Extended Data Fig. 8: Reactivity of the hydroxylated surface.

a, Atom-resolved PDOS of the four symmetry-inequivalent three-fold coordinated O surface sites on the fully hydroxylated In₂O₃(111) surface with three O_WH and three O_SH(β) per unit cell. The VBM is at 0 eV. b, Calculated adsorption energies \({E}_{{\rm{ads}}}^{{\rm{H}}}\) for the remaining three unprotonated O(3c) sites (with respect to the H₂ gas phase molecule). The adsorption of water and the formation of the hydroxylated surface structure slightly modifies the reactivity of the unprotonated O(α), O(γ) and O(δ) sites.
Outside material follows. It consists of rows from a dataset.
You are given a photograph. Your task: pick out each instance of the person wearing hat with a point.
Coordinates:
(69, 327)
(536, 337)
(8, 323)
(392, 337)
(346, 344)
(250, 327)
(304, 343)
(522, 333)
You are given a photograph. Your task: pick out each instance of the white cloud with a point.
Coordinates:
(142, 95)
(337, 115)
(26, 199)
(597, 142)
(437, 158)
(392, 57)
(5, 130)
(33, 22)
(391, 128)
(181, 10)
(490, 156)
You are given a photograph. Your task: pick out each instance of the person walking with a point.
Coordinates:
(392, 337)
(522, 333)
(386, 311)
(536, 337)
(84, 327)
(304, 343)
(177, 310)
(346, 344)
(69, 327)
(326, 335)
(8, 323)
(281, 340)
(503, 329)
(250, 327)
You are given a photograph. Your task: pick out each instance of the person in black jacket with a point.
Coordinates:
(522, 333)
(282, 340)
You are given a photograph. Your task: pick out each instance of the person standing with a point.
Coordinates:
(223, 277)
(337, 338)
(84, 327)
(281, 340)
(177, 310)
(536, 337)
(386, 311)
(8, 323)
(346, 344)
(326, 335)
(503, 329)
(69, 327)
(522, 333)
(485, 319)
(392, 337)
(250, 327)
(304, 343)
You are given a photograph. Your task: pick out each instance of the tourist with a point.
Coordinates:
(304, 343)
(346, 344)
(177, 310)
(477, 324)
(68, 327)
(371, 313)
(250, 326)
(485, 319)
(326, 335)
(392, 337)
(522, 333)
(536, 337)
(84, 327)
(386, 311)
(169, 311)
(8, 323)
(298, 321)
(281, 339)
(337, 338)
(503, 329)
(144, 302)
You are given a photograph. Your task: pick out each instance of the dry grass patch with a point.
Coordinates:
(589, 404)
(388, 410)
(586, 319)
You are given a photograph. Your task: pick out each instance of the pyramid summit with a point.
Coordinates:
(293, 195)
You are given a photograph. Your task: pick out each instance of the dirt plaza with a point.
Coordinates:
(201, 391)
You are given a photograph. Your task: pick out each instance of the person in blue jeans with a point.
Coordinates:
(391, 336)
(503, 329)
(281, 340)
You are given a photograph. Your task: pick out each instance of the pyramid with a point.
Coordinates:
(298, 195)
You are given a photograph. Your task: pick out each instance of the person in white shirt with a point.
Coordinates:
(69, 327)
The saturation of the O(β) sites by protons leads to a strong downward shift of the O(β) 2p states. The VBM is now formed by the O(δ) 2p states, followed by the O 2p states from the O(α) and O(γ) sites. The O(δ), which are the second-most-reactive O species on the uncovered surface, are thus expected to be the most reactive sites on the hydroxylated In₂O₃(111) surface. This is confirmed by the calculated H adsorption energies (b). Whereas for O(γ) the H adsorption energies are rather similar on the clean and on the hydroxylated surface, the local relaxations upon water adsorption make the O(α) sites slightly more and the O(δ) slightly less reactive (see b and inset in Fig. 1b). As for the clean surface, the pronounced peak in the PDOS of the three-fold coordinated O_S surface atoms at the VBM also leads to an upward shift of their p-band centre. The shift of the p-band centre has been taken as an indirect measure of surface reactivity²⁴ and confirms the expected trend in the PA of the different surface sites.